There are some brilliant aspects to the script. I particularly loved the line ‘the universe shows it’s true face by asking for help, we show ours by how we respond’ – this spoken by The Doctor following his overriding Bill’s random choice of destination for the TARDIS and instead heading to what the Doctor calls his ‘theme tune’ – essentially a distress call. To turn capitalism on it’s head by setting the whole scenario to be spectacularly destroyed, the Doctor pulls off a fabulous bluff that saves the day for Bill, Nardole and The Doctor despite coming at great personal cost to the Doctor himself.

Peter Capaldi gave us a stunning performance in Oxygen, powering us through another thriller, also going down in history as the first Doctor to utter the cheekily borrowed words ‘Space, the final frontier!’ in the opening narrative. Pearl Mackie, Matt Lucas and the rest of the supporting cast were on top form too and the combination of such a great all round effort gave us something dark, exhilarating, terrifying and definitely something to remember. Bill is clearly in awe of the Doctor, and the Doctor’s care for Bill is awe inspiring to us as viewers. She suffers greatly in this episode but is saved essentially by the Doctor choosing even greater suffering, physically and mentally.

I had hoped for an episode that had Nardole contributing throughout and was not disappointed. Nardole’s great comedy lines though were probably overwhelmed by the sinister atmosphere throughout as the Doctor furiously gets to work risking life and limb to defeat the corporate greed which has and is threatening everybody.

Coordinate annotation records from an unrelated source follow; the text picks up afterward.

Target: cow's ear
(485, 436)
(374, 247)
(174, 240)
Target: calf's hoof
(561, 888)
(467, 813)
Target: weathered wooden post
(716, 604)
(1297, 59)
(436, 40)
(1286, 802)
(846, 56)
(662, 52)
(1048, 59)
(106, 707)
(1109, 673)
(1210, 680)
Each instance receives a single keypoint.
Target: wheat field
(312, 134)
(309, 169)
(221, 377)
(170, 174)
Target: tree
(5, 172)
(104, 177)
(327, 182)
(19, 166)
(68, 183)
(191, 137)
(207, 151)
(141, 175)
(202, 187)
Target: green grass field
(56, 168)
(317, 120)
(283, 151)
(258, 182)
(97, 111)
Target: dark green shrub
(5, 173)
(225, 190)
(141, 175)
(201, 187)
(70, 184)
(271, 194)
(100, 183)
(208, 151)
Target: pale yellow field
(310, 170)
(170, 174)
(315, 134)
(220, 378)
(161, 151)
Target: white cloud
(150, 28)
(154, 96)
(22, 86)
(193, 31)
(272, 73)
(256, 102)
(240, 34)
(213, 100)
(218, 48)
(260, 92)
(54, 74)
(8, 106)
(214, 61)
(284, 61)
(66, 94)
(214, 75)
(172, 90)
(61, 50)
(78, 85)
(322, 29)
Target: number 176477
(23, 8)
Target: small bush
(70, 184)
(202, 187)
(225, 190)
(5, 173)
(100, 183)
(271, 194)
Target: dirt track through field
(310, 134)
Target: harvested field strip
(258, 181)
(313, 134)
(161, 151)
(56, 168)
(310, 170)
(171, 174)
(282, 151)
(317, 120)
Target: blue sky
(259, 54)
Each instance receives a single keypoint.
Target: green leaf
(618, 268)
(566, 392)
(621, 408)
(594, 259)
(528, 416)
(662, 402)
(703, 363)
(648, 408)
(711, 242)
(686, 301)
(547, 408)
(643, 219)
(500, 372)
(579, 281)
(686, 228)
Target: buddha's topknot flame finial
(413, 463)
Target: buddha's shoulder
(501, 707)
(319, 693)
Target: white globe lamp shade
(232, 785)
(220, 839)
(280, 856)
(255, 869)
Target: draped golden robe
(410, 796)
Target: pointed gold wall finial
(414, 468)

Oxygen was excruciating (in a good way) in terms of the adrenaline build as the drama builds and the Doctor shows us that in his beautiful madness he can create a plan the outwits and out moralises that which is wrong and causing harm to innocents. This episode was jam packed with twists, turns and plot enhancements one after the other. The visuals were sublime; the oscar winning film Gravity came to mind, as well as some Red Dwarf on a more light hearted note – if anything could be called light hearted in this episode!

Oxygen was another terrific episode which I can’t do enough justice to in a short amount of words, but certainly it seems like we are being prepared for something special.